Shape Effect on Particle-Lipid Bilayer Membrane Association, Cellular Uptake, and Cytotoxicity.

Although computer simulation and cell culture experiments have shown that elongated spherical particles can be taken up into cells more efficiently than spherical particles, experimental investigation on effects of these different shapes over the particle-membrane association has never been reported. Therefore, whether the higher cellular uptake of an elongated spherical particles is a result of a better particle-membrane association as suggested by some calculation works or a consequence of its influence on other cellular trans-membrane components involved in particle translocation process, cannot be concluded. Here, we study the effect of particle shape on the particle-membrane interaction by monitoring the association between particles of various shapes and lipid bilayer membrane of artificial cell-sized liposomes. Among the three shaped lanthanide-doped NaYF4 particles, all with high shape purity and uniformity, similar crystal phase, and surface chemistry, the elongated spherical particle shows the highest level of membrane association, followed by the spherical particle with a similar radius, and the hexagonal prism-shaped particle, respectively.
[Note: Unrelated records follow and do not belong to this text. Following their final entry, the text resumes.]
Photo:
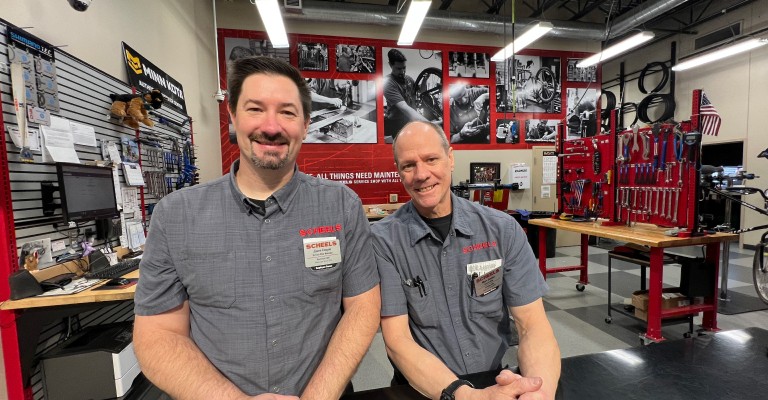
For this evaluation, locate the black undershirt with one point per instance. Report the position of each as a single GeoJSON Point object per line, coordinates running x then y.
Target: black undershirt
{"type": "Point", "coordinates": [260, 206]}
{"type": "Point", "coordinates": [440, 226]}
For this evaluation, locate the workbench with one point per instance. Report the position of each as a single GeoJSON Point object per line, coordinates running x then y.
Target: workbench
{"type": "Point", "coordinates": [654, 238]}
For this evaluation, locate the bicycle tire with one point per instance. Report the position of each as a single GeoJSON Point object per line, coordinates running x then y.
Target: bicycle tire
{"type": "Point", "coordinates": [426, 88]}
{"type": "Point", "coordinates": [610, 104]}
{"type": "Point", "coordinates": [648, 68]}
{"type": "Point", "coordinates": [760, 273]}
{"type": "Point", "coordinates": [548, 84]}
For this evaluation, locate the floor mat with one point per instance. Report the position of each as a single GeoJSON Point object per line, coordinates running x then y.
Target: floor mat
{"type": "Point", "coordinates": [740, 303]}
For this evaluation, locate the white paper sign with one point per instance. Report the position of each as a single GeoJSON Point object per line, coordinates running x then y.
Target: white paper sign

The free energy of membrane curvature calculated based on a membrane indentation induced by a particle association indicates that among the three particle shapes, the elongated spherical particle give the most stable membrane curvature. The elongated spherical particles show the highest cellular uptake into cytosol of human melanoma (A-375) and human liver carcinoma (HepG2) cells when observed through a confocal laser scanning fluorescence microscope. Quantitative study using flow cytometry also gives the same result. The elongated spherical particles also possess the highest cytotoxicity in A-375 and normal skin (WI-38) cell lines, comparing to the other two shaped particles.